I then tried my hand on running 7b size local models, primarily one called Zephyr-7b (what happened to these models?? Dolphin anyone??), on my gaming PC with 8GB AMD RX580 GPU. Fair to say it was just a curiosity exercise (in terms of model performance).
Fast forward to this month, I revisit local LLM. (Although I no longer have the gaming PC, cost-of-living-crisis anyone 😫 )
And, the 31b size models look very sufficient. #Qwen has taken the helm in this order. Which is still very expensive to setup locally, although within grasp.
I’m rooting for the edge-computing models now - the ~2b size models. Due to their low footprint, they are practical to run in a SBC 24/7 at home for many people.
But these edge models are the ‘curiosity category’ now.


hey, thanks for your response… yeah that’s what I meant, the 2b models aren’t usable in today’s state, but more practical for everyday use if they work out…

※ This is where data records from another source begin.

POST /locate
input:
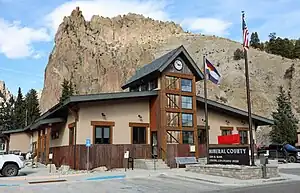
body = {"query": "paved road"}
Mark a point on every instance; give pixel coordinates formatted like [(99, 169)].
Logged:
[(288, 187), (145, 185), (294, 171)]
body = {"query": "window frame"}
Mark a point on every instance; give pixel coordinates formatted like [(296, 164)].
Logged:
[(184, 102), (193, 135), (192, 120), (178, 119), (132, 134), (191, 85), (243, 130), (109, 124)]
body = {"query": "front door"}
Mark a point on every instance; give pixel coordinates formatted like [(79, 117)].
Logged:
[(154, 143)]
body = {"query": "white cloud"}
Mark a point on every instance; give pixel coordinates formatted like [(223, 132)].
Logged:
[(208, 26), (150, 8), (16, 41)]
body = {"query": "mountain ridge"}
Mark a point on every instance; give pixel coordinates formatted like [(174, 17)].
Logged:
[(100, 55)]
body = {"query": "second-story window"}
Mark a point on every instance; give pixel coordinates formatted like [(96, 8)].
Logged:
[(186, 85)]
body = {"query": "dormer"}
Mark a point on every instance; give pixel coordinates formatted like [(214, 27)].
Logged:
[(176, 61)]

I actually meant the 31b models are useful for my purpose. I don’t do full-on agentic coding, just interactive chat/prompting. Example, I make good use for making linux shell scripts (as I don’t know howto myself). Currently I use qwen3.5-flash via cloud. It’s as good as the frontier models back then if not better…
There are several 3B or less models that are surprisingly good. If you’re talking about a general chat model, you can get a lot of bang for your buck with Qwen3-1.7b. Granite-3B is also quite good (and obedient at tool calls, IIRC).

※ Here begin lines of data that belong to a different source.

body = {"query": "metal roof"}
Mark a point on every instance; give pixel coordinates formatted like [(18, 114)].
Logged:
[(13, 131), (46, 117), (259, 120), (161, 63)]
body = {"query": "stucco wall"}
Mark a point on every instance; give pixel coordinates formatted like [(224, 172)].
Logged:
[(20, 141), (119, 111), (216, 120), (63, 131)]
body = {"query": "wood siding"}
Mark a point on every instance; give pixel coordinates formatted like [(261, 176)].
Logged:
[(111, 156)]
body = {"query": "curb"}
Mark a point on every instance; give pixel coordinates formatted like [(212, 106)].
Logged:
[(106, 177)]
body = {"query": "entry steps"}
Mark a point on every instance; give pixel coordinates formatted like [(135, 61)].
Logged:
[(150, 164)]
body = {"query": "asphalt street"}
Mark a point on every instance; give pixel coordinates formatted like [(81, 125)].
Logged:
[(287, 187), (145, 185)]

My every day driver is an ablit of Qwen3-4B 2507 instruct called Qwen HIVEMIND. I find it excellent…but again…black magic and clever tricks.

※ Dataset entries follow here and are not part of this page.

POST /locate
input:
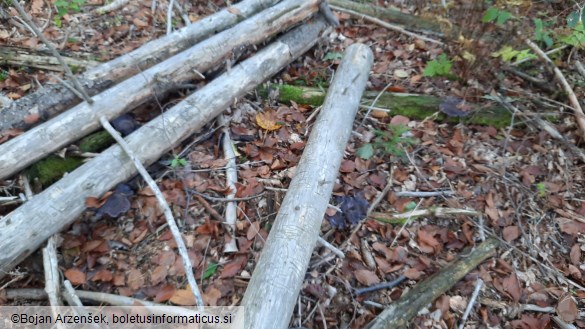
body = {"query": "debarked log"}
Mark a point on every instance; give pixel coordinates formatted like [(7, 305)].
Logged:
[(41, 59), (83, 119), (55, 98), (26, 228), (399, 313), (273, 289), (413, 106)]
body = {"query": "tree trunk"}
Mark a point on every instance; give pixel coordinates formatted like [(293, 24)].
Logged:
[(273, 289), (56, 98), (83, 119), (410, 22), (26, 228)]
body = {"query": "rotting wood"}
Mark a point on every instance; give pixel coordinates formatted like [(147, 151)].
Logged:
[(395, 16), (18, 153), (41, 59), (273, 289), (399, 313), (26, 228), (55, 98)]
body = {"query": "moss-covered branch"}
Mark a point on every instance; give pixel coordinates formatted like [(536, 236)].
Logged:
[(416, 107)]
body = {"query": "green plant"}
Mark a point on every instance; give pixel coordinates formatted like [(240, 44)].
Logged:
[(65, 7), (508, 54), (497, 16), (178, 162), (391, 142), (541, 33), (438, 67), (541, 187)]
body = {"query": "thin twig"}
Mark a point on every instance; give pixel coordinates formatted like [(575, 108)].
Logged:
[(331, 247), (52, 279), (550, 52), (579, 115), (170, 17), (380, 286), (166, 210), (114, 5), (386, 25), (70, 294), (231, 177), (54, 51), (420, 194), (471, 302), (212, 198), (580, 68)]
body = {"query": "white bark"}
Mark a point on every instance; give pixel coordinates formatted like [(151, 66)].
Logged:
[(18, 153), (56, 98), (271, 294), (26, 228)]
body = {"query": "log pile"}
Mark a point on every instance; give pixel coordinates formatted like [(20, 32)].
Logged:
[(152, 70)]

I’ve actually been scoping out the possibility of using ECA.dev and having something cheap / cloud based (say, GPT-5.4 mini) as the “brains” and SERA-8B as the “hands”.
GPT-5.4 mini is $0.75/M input tokens$4.50/M output tokens…and if it marries up with SERA-8B…well…that could go a long way indeed.
Small models can be made useful, as part of swarm architecture…but that’s not an apples : apples comparison.
I wanted to use smaller models, but then do more work on the “thinking” process. I didn’t come far, because it get so slow with normal hardware and too expensive on dedicated one. Time consuming (I’m also not a programmer) but a fun project, but in the end I just decided to satisfy the privacy angle with protons ai Lumo.
Proton has AI? Damn, that’s gotta be bleeding their coffers
Probably not; the models they use all tend to be quite lightweight and inexpensive, tbh.
EDIT:
https://proton.me/support/lumo-privacy
Open-source language models
Lumo is powered by open-source large language models (LLMs) which have been optimized by Proton to give you the best answer based on the model most capable of dealing with your request. The models we’re using currently are Nemo, OpenHands 32B, OLMO 2 32B, GPT-OSS 120B, Qwen, Ernie 4.5 VL 28B, Apertus, and Kimi K2. These run exclusively on servers Proton controls so your data is never stored on a third-party platform.
Lumo’s code is open source, meaning anyone can see it’s secure and does what it claims to. We’re constantly improving Lumo with the latest models that give the best user experience.
Quite lightweight swarm for cloud service, barring Kimi K2.
They have been working on this. Only 3 months ago it was pretty terrible. Today it’s almost on par with chatgpt. A bit worse on rag, slower,… good enough for normal use.
I was playing around with a tiny amount earlier today (I use ProtonMail, so I figured why not).
I can’t tell much about it. It seems very…safety theater / personality removed.
Any idea of what models they use now? I get a feeling that the main brain is 14B (based on how it responds to questions / drops nuance).